Nucleic Acids Research, 2005, Vol. 33, Database issue D329-D333
© 2005, the authors
Nucleic Acids Research, Vol. 33, Database issue © Oxford University Press 2005; all rights reserved
EchoBASE: an integrated post-genomic database for Escherichia coli
Department of Biology (Area 10), University of York, PO Box 373,York, YO10 5YW, UK and 1 Scientific Computing and Mathematical Modelling, GlaxoSmithKline, Gunnels Wood Road, Stevenage, SG1 2NY, UK
* To whom correspondence should be addressed. Tel: +44 1904 328678; Fax: +44 1904 328825; Email: ght2{at}york.ac.uk
Received August 13, 2004; Accepted September 21, 2004
| ABSTRACT |
|---|
|
|
|---|
EchoBASE (http://www.ecoli-york.org) is a relational database designed to contain and manipulate information from post-genomic experiments using the model bacterium Escherichia coli K-12. Its aim is to collate information from a wide range of sources to provide clues to the functions of the approximately 1500 gene products that have no confirmed cellular function. The database is built on an enhanced annotation of the updated genome sequence of strain MG1655 and the association of experimental data with the E.coli genes and their products. Experiments that can be held within EchoBASE include proteomics studies, microarray data, proteinprotein interaction data, structural data and bioinformatics studies. EchoBASE also contains annotated information on orphan enzyme activities from this microbe to aid characterization of the proteins that catalyse these elusive biochemical reactions.
| INTRODUCTION |
|---|
|
|
|---|
The bacterium Escherichia coli K-12 is the most thoroughly studied free-living organism and the completion of the genome sequence of strain MG1655 in 1997 was a landmark event in the study of this model organism (1). Our understanding of this species has been boosted by the genome sequences of the pathogenic strains E.coli O157:H7 (2,3) and E.coli CFT073 (4). The genome sequence has provided the opportunity of being able to identify all the potential components of the cell, and the annotation of E.coli K-12 strain MG1655 has recently been updated with some sequence and resulting gene annotation changes.
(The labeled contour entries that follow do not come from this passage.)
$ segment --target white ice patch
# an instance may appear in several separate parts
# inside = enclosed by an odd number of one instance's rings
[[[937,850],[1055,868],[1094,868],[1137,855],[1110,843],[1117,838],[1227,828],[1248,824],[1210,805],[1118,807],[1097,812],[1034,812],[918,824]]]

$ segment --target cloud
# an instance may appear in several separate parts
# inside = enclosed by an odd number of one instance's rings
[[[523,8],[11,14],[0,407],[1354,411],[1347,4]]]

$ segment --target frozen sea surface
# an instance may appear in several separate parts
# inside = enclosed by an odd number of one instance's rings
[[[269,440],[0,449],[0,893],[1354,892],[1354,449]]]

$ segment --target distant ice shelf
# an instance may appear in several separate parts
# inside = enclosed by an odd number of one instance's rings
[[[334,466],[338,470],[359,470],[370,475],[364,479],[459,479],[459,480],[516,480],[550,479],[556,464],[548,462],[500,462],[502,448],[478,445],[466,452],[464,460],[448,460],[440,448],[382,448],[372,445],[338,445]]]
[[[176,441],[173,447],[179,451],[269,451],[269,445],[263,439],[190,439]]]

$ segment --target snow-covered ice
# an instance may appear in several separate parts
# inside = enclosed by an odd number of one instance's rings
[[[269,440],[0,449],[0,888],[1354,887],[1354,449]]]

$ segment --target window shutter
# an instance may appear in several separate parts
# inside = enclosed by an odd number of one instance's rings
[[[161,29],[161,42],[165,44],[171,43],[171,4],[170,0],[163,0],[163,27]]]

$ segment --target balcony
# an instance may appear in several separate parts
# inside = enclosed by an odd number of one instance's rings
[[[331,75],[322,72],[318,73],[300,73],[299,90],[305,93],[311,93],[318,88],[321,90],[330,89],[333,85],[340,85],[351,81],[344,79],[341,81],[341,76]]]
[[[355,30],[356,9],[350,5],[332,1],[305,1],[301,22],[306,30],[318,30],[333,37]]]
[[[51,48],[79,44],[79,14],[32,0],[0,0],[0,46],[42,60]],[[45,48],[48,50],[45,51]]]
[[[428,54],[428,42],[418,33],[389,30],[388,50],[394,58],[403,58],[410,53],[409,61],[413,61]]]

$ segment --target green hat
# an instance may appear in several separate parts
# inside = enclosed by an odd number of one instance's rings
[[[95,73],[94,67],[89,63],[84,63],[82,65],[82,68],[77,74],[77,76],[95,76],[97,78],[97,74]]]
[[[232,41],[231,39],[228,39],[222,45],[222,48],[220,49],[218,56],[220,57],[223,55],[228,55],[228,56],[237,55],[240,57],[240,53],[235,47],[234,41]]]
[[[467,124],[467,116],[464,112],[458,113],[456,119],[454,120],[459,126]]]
One striking fact remains 7 years after the sequence was finished: the physiological functions of nearly 35% of its gene products are unknown, while almost 20% of the genome contains genes for which we cannot make a confident prediction of function (functionally unknown or FUN genes) (57).
Data is continuously being generated about FUN genes using many traditional and post-genomic research techniques, including proteomics, biochemical studies, microarrays, structural and bioinformatics approaches. At present, tracing all the published data on a particular FUN gene is difficult and time consuming and there is a need to collate and organize such data into a manageable and efficient database system. Integration of a wide range of information about a particular FUN gene can work synergistically to help in prediction of its function.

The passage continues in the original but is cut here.